帰れない二人の阿飛のレビュー・感想・評価

帰れない二人(2018年製作の映画)
4.2
贾樟柯監督の最新作。
監督は中国における時代の移り変わりをミクロな視点で捉えることが非常に上手な方だと思います。最初の作品「一瞬の夢(小武)」からそうです。
特に人の寂しさ、時代が移り変わることの寂しさと人間が本来的に持っている寂しさと、両方を丁寧に描写しています。本作でもそれを感じました。
国内のことをここまで丁寧に視ている監督がいるでしょうか。中国はこの点において幸せだと感じます。

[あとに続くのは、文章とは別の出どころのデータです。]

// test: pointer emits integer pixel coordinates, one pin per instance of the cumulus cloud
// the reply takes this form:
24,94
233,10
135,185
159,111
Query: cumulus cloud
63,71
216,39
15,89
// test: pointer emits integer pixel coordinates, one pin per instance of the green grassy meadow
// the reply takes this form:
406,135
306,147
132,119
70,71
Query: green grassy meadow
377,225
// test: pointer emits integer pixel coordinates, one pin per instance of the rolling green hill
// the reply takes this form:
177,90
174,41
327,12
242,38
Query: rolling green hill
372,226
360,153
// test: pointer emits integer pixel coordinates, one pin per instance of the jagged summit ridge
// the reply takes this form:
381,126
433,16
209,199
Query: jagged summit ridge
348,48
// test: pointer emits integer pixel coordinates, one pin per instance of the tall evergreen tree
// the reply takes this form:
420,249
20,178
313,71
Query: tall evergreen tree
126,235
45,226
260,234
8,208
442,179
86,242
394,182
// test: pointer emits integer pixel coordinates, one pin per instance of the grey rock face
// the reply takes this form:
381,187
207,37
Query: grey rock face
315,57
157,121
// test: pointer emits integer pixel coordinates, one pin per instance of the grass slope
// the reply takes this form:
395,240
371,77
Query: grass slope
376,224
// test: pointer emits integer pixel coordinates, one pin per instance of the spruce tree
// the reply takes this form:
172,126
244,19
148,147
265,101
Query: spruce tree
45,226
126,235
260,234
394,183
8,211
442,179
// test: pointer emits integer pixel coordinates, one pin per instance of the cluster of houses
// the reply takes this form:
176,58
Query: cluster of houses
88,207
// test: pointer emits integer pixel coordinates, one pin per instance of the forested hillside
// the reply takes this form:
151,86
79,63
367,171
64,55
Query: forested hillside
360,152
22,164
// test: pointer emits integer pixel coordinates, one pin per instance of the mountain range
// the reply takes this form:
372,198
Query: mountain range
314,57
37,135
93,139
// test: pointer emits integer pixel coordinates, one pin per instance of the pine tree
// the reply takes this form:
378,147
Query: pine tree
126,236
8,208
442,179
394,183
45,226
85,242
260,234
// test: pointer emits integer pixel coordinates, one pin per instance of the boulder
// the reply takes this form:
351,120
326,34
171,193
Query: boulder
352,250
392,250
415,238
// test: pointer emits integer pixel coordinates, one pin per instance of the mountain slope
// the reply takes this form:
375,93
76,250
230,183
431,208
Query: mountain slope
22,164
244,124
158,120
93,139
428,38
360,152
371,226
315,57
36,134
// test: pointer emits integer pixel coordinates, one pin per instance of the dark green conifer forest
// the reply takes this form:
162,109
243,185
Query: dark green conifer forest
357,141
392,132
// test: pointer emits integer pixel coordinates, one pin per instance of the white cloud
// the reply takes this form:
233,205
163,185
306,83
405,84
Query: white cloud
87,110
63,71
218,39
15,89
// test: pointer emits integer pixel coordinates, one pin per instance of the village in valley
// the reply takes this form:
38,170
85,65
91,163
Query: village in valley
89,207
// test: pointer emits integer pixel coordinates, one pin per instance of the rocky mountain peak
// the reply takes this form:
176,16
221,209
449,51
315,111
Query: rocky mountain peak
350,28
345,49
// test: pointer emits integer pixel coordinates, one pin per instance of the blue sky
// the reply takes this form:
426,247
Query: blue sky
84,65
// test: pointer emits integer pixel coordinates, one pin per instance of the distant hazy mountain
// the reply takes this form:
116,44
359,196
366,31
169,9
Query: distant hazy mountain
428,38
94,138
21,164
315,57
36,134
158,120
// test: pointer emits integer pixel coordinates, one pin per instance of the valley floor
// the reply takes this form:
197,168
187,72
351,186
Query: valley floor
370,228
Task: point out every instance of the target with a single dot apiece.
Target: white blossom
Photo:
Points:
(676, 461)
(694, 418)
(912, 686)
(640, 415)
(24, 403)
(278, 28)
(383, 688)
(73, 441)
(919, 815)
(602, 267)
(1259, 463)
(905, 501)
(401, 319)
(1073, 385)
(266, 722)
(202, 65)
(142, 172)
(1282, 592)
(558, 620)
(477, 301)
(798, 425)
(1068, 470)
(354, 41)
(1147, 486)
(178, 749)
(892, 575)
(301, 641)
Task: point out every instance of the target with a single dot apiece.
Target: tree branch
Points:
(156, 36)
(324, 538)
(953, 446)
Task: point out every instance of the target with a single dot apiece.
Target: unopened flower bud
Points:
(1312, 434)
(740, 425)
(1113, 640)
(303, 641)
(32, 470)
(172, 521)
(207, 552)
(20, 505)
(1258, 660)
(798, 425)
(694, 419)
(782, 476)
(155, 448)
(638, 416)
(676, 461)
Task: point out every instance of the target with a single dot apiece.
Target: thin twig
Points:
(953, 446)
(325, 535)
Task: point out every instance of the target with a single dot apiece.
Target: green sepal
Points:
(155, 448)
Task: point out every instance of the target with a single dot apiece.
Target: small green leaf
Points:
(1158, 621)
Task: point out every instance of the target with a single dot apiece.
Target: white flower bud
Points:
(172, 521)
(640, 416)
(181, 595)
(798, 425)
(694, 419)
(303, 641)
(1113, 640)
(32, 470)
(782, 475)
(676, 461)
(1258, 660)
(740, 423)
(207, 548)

主演の赵涛(Zhao Tao)は監督の奥さんなのですが、その目線も感じられるのが好きです。
トラン・アン・ユン監督とトラン・ヌー・イエン・ケーに似たものを感じます。視線の暖かさは似ているのに、生み出されるのは全く別物の映像だというのもまた面白いです。

ただ時代の移り変わりに囚われているからか、三峡ダムフェティッシュがたまに爆発していると感じるのは私だけでしょうか?

山河ノスタルジアにもあった、一昔前の中国の地方都市のディスコで更に一昔前の曲に合わせて踊っているシーンから漂う世の果て感が癖になりそうな中毒性があります。

「當愛情已經桑田滄海
是否還有勇氣去愛」
(愛は移ろうものと知って
それでもまだ愛し続ける勇気があるか)
迪克牛仔の「有多少愛可以重來」のどストレートな歌詞が刺さる、良い作品です。